NodeChoice is the class which JTB uses to represent choice points in a grammar. An example of this would be

( "abstract" | "final" | "public" )

JTB would represent the production

void ResultType() : {}
{
  "void" | Type()
}

as a class ResultType with a single child of type NodeChoice. The type stored by this NodeChoice would not be determined until the file was actually parsed. The node stored by a NodeChoice would then be accessible through the choice field. Since the choice is of type Node, typecasts are sometimes necessary to access the fields of the node stored in a NodeChoice.
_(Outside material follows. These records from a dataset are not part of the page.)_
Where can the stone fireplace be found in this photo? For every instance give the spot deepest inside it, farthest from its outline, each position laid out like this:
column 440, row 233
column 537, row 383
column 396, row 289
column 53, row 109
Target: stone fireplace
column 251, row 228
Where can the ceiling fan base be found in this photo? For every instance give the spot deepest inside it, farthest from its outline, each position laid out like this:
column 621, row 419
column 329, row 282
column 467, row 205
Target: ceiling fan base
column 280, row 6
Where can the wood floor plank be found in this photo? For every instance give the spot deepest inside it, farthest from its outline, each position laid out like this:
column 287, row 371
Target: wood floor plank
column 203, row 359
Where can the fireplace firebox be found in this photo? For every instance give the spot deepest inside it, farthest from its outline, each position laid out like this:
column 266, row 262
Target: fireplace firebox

public class NodeChoice implements Node {
   public NodeChoice(Node node, int whichChoice);
   public void accept(visitor.Visitor v);

   public Node choice;
   public int which;
}

Another feature of NodeChoice is the field which. When determining which of the choices was selected, one option is to use lots of if statements using instanceof. We found this to be quite messy so we added the which field. If the first choice is selected, which equals 0 (following the old programming custom to start counting at 0). If the second choice is taken, which equals 1. The third choice would be 2, etc. This allows a programmer to use a much cleaner switch statement. Note that your code could potentially break if the order of the choices is changed in the grammar.

`NodeList`

NodeList is the class used by JTB to represent lists. An example of a list would be

( "[" Expression() "]" )+

JTB would represent the production

void ArrayDimensions() :
{}
{
  ( "[" Expression() "]" )+ ( "[" "]" )*
}

as a class ArrayDimensions() with children NodeList and NodeListOptional respectively. NodeLists use java.lang.Vectors to store the lists of nodes. Like NodeChoice, typecasts may occasionally be necessary to access fields of nodes contained in the list.
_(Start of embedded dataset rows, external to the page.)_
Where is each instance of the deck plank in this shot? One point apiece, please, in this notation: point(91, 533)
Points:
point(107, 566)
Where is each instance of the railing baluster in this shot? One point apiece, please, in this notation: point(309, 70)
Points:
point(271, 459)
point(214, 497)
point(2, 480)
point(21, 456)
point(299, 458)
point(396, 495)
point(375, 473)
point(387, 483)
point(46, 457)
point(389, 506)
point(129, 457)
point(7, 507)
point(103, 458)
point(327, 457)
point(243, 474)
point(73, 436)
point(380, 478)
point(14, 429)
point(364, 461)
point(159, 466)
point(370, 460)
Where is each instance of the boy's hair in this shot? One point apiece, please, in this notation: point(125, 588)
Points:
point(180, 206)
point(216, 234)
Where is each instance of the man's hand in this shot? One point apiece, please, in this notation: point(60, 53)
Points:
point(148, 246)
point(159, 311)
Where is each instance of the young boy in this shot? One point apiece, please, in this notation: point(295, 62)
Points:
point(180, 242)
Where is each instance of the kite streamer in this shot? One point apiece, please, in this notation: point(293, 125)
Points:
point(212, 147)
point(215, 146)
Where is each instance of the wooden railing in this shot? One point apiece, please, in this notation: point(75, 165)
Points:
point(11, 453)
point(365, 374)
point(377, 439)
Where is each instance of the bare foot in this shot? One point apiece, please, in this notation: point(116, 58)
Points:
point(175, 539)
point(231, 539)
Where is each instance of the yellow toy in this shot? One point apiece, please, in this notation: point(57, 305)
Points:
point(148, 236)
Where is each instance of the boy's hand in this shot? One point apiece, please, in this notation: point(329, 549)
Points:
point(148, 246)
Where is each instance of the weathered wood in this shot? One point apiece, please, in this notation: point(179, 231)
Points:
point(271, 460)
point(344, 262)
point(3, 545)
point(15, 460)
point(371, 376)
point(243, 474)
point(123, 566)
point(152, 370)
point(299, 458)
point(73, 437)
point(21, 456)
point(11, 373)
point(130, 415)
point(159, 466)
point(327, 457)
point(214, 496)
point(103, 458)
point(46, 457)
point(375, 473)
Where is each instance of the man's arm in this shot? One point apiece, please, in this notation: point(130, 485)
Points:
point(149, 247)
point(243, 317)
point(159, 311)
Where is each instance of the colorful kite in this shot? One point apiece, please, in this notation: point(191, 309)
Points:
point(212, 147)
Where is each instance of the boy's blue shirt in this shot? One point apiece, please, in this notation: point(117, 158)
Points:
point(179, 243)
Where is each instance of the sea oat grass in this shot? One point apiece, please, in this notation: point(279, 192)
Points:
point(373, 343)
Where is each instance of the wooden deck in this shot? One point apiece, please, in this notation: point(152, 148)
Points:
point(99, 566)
public class NodeList implements NodeListInterface {
   public NodeList();
   public void addNode(Node n);
   public Enumeration elements();
   public Node elementAt(int i);
   public int size();
   public void accept(visitor.Visitor v);

   public Vector nodes;
}

`NodeListOptional`

This class is very similar to NodeList except that it represents optional lists such as

( ImportDeclaration() )*

where the list may or may not appear in the input.

public class NodeListOptional implements NodeListInterface {
   public NodeListOptional();
   public void addNode(Node n);
   public Enumeration elements();
   public Node elementAt(int i);
   public int size();
   public boolean present();
   public void accept(visitor.Visitor v);

   public Vector nodes;
}

The only difference between this class and NodeList is the method present(), which returns false if the list is not present, true if it is.

`NodeOptional`

This class is used to store optional constructs such as

[ "." "*" ]

JTB would represent the production

void ImportDeclaration() : {}
{
  "import" Name() [ "." "*" ] ";"
}

as a class ImportDeclaration with children of types NodeToken, Name, NodeOptional, and NodeToken. This class stores the optional as a Node reference, so once again, typecasts may be necessary to access fields of an optional.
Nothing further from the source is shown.